John Jones saw the yellow police tape that wrapped around a back area of Elsie Allen High School and immediately knew that something was wrong. He stopped his car and got out, asking the police for details, worried sick after reporting his grandson missing the night before. "When you see that tape," he says, nearly two months later, "you think somebody must've died."
But Jones' 17-year-old grandson wasn't dead. Seriously injured and lying in a hospital bed, he'd been beaten in an altercation during which he'd helped send three and possibly four police officers to the hospital with minor injuries. Jones picked up his wife and drove straight to Santa Rosa's Memorial Hospital, unprepared for the sight of their grandson lying sedated and tied to a gurney with two police guards standing over him.
"He looked like he had been dragged across the asphalt, road rash from his face to his chin," says Kathy Parkinson-Jones, the teen's grandmother. When she touched his arm, it was swollen and hard from nerve damage. His kidneys were failing. "He was beaten so badly," she says, "that the toxins overloaded his kidneys and liver."
On Sunday evening, a doctor sat down with Parkinson-Jones and said that her grandson was in critical condition and that he might not survive. Friends were turned away from visiting the injured teen. The grandparents—the teen's legal guardians—had to use a code word at the visitor's desk to get into his room.
After three weeks of hospitalization, the boy has been recuperating at home, free from the dialysis that marked the days following the incident. But questions remain about what exactly happened that night behind the high school. Despite multiple requests, the minor's legal guardians have been unable to obtain a copy of the police report, forcing them to wonder why the police hit the teen with strength enough to cause kidney failure; why the missing persons report was unchecked, even though it was filed at 1:30am, nearly three and a half hours before the incident; and why the Press Democrat reported that a knife had been drawn ("Teen pulls knife on officers during Santa Rosa altercation"), when a detective on the case told them that it fell out when the teen's hands were forced from his pockets. "They've been dragging their feet and telling us different things," Jones says.
At this point, the family may have to take legal action to get the answers. They are currently consulting with a lawyer and gathering evidence for a possible police-brutality case. In the meantime, an internal criminal investigation is underway, headed by Sgt. Steve Fraga of the Santa Rosa Police Department's violent crime investigations team. The findings will be delivered to the district attorney upon completion, but when, exactly, is unclear; at press time, repeated calls to Sgt. Fraga had gone unanswered.
According to Jones and his wife, their grandson was possibly having a "break with reality," disoriented and trying to find a way home on the night before March 31. At approximately 5am, an area resident called police to report a "suspicious subject" yelling at passing cars, walking on the caller's porch while talking loudly and, at one point, throwing an object at a passing car. The police say that the African-American teen was "uncooperative and noncompliant with officers' requests for identification," but at least one witness is saying that they heard the teen say, "I did what you told me, what do you want?," according to Jones. Two sheriff's deputies and additional police officers were called in for backup, totaling at least six officers on the scene, according to a police press release.
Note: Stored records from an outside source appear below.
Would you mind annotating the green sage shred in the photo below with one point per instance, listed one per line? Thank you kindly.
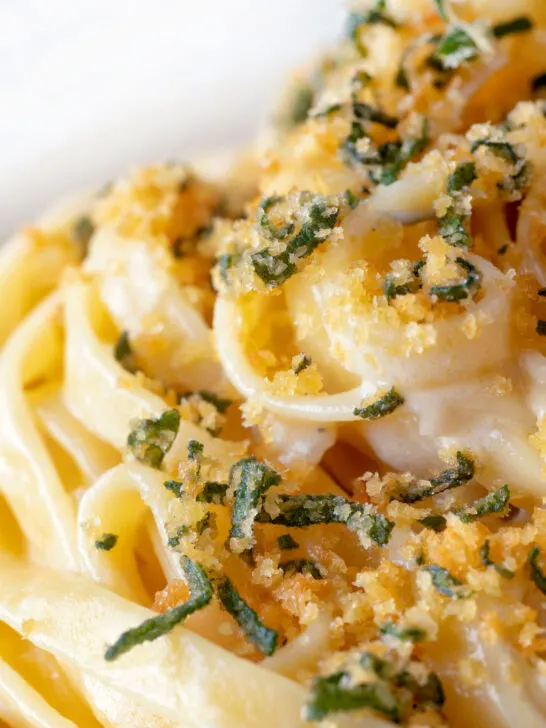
(495, 502)
(520, 24)
(450, 478)
(445, 582)
(404, 634)
(537, 575)
(287, 543)
(300, 511)
(262, 637)
(200, 595)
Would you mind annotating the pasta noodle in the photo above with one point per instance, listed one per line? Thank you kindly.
(273, 442)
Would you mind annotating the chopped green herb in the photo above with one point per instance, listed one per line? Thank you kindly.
(517, 25)
(250, 479)
(262, 637)
(405, 634)
(300, 363)
(276, 268)
(537, 575)
(495, 502)
(301, 566)
(453, 50)
(430, 693)
(502, 570)
(123, 353)
(386, 693)
(268, 228)
(440, 7)
(539, 81)
(394, 156)
(450, 478)
(287, 543)
(221, 404)
(213, 492)
(462, 177)
(301, 105)
(435, 523)
(366, 112)
(195, 449)
(82, 232)
(466, 288)
(152, 439)
(200, 595)
(327, 111)
(174, 541)
(445, 582)
(385, 405)
(414, 284)
(225, 262)
(336, 694)
(299, 511)
(351, 199)
(106, 542)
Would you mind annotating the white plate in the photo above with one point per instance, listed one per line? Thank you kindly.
(89, 87)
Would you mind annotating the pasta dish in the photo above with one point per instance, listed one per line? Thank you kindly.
(273, 441)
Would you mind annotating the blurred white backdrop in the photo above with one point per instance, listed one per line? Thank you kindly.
(90, 87)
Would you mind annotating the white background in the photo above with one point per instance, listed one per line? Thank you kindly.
(89, 87)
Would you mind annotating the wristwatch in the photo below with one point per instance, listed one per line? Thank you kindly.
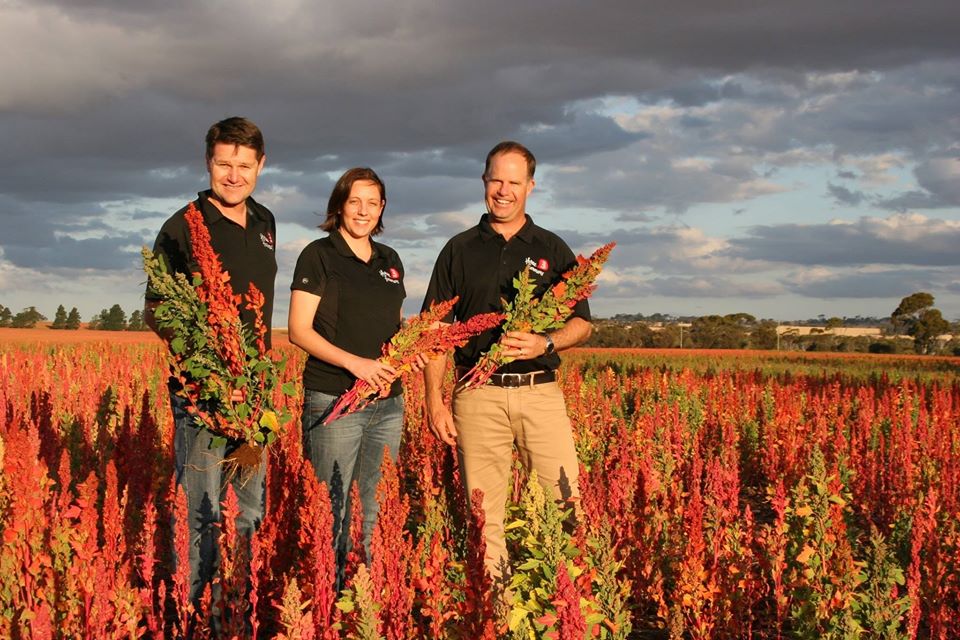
(550, 346)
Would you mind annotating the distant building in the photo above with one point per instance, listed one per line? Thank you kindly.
(849, 332)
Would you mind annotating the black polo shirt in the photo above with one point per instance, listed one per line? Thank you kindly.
(248, 253)
(359, 306)
(479, 266)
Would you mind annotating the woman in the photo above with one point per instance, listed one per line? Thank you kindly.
(345, 303)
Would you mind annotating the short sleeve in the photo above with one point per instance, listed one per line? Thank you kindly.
(310, 275)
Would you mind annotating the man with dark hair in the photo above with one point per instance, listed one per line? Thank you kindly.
(243, 233)
(522, 404)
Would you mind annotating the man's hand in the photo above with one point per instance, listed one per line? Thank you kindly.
(439, 417)
(520, 345)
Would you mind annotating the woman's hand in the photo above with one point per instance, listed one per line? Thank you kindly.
(375, 373)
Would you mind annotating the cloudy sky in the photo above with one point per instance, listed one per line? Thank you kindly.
(785, 159)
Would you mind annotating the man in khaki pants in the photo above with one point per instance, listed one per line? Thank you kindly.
(522, 404)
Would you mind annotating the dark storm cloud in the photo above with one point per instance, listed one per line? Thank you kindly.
(845, 196)
(107, 253)
(902, 239)
(872, 284)
(107, 102)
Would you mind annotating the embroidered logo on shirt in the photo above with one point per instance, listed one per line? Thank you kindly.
(538, 266)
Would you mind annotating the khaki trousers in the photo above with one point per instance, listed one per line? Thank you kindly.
(490, 421)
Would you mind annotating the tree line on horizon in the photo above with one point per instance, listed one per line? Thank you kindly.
(914, 326)
(915, 317)
(112, 319)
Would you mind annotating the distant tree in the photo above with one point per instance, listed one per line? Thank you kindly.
(764, 335)
(115, 319)
(917, 317)
(73, 319)
(59, 318)
(97, 320)
(136, 322)
(834, 323)
(907, 313)
(27, 318)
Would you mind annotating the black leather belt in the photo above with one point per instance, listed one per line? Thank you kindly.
(517, 380)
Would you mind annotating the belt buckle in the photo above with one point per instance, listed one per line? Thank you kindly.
(511, 380)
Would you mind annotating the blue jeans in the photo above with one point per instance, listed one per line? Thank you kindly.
(348, 450)
(204, 478)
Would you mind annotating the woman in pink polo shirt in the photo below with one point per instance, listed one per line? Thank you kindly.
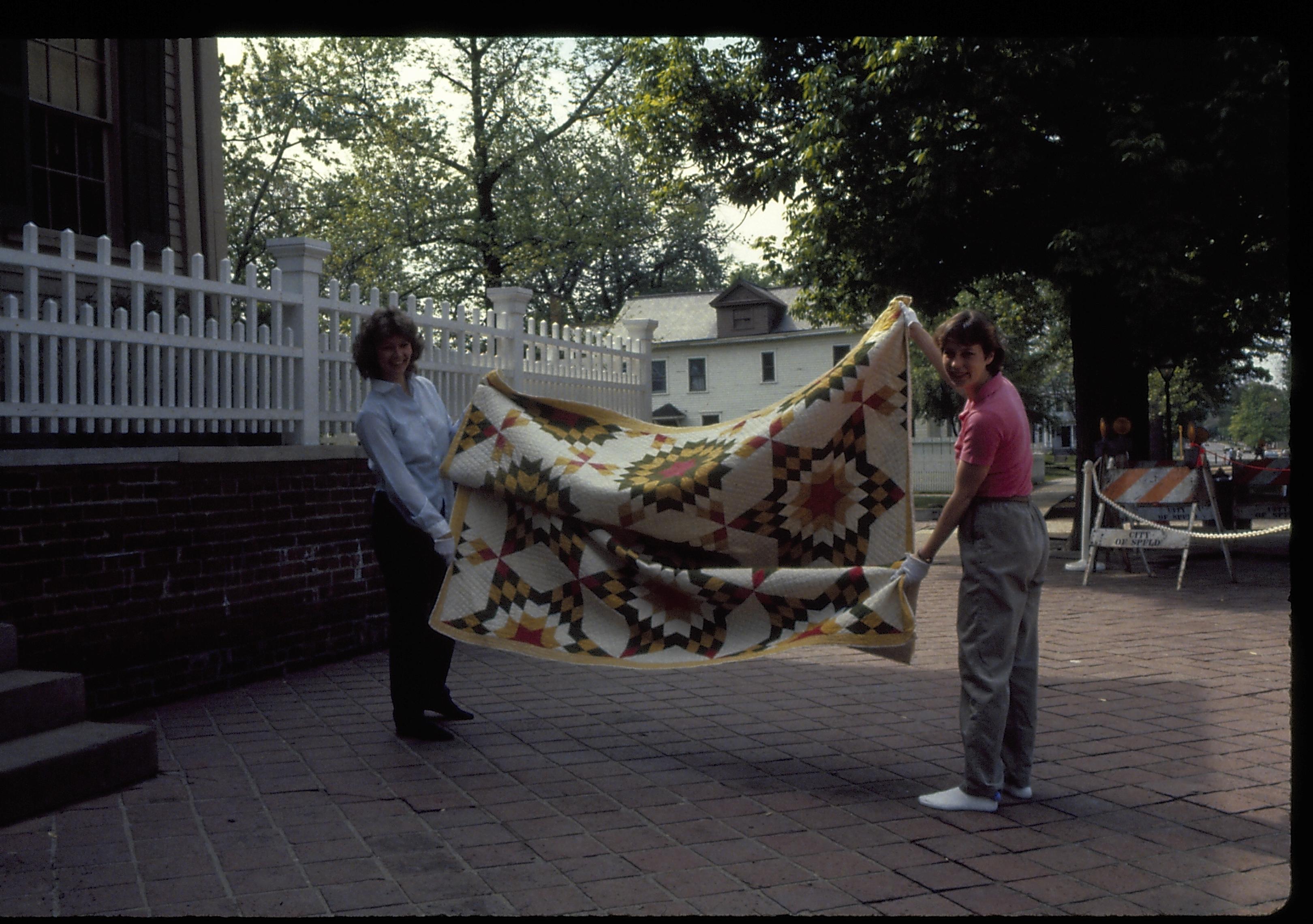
(1005, 548)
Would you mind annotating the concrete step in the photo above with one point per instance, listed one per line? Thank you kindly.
(9, 646)
(38, 700)
(53, 768)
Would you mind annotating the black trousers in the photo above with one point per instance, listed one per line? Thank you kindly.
(418, 657)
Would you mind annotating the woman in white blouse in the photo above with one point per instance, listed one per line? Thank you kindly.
(405, 430)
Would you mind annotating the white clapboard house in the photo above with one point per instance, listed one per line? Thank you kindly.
(717, 356)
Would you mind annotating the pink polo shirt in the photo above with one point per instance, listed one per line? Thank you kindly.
(997, 432)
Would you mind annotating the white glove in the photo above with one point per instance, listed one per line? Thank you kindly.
(913, 569)
(905, 306)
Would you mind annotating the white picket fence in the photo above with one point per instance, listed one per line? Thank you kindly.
(94, 347)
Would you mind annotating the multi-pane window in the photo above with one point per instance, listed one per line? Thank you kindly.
(66, 77)
(698, 374)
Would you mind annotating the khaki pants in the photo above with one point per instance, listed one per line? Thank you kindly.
(1005, 550)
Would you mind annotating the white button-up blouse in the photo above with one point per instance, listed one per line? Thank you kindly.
(406, 439)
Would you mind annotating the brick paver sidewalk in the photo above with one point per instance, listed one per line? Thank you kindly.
(783, 785)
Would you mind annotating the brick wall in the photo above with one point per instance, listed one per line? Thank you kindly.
(166, 573)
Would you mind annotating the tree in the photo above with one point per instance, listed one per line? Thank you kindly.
(493, 167)
(1144, 179)
(288, 112)
(1262, 413)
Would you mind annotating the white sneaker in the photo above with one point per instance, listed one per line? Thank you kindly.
(955, 800)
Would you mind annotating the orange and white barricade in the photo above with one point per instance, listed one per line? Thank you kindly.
(1159, 491)
(1262, 489)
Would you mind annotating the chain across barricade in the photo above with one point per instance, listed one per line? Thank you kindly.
(1237, 535)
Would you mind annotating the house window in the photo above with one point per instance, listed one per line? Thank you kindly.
(698, 374)
(84, 138)
(66, 78)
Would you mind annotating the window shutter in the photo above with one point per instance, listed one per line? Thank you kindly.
(15, 153)
(141, 94)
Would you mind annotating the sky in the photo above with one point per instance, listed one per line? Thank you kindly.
(750, 224)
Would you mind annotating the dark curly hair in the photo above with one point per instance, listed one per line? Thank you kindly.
(968, 329)
(380, 326)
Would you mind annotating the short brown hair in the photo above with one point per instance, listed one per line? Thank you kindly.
(380, 326)
(969, 329)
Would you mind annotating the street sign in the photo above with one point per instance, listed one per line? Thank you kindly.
(1138, 539)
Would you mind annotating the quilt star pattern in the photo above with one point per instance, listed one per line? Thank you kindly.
(592, 537)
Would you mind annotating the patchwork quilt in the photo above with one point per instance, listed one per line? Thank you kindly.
(592, 537)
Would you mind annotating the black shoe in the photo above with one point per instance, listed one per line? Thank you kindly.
(448, 709)
(425, 729)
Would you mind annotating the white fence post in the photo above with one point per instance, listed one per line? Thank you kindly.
(641, 338)
(302, 262)
(510, 305)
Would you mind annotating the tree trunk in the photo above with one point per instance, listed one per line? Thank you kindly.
(1109, 381)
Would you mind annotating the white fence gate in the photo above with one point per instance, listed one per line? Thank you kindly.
(94, 347)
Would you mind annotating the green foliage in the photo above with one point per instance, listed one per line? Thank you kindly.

With no independent civilian review board in Sonoma County, the process of getting the facts from the SRPD and the Sonoma County Sheriff will potentially pose a challenge. "The police are saying one thing. The neighbors are saying one thing. And our grandson is saying another thing," Jones says, clearly frustrated.
Now, the teen spends his days in home school, unable to graduate with his 2011 class. He rides with his grandmother to doctor appointments, takes high blood pressure pills and gathers the energy to play rugby again. The police have yet to return his cell phone or his wallet, and he still has pain from the incident in his fingers, which may have some nerve damage.
As the family search for answers to how their grandson went from a missing person to a dangerous suspect in the course of a few minutes, their disillusionment grows.
"The police are supposed to be protectors," says Parkinson-Jones, adding that she's trusted law enforcement for over 50 years. "They blew that all to hell as far as I'm concerned."
For his part, Jones says that if his grandson were white, things would have turned out much differently. "As far as the beating, race had a part of it," says Jones, evoking the high-profile killing of Jeremiah Chass, who was shot 11 times by officers, beaten and stripped in 2007. "Coming from the history that I know about and the problems that African Americans have in this town, it's not surprising what happened to my grandson."
The family's legal action, says Jones, is meant not to avenge their son's injuries, but to "stop the cycle." He adds that he doesn't want other teens to go through what his grandson went through. "He came pretty close to getting killed," Jones says, "just for trying to get home."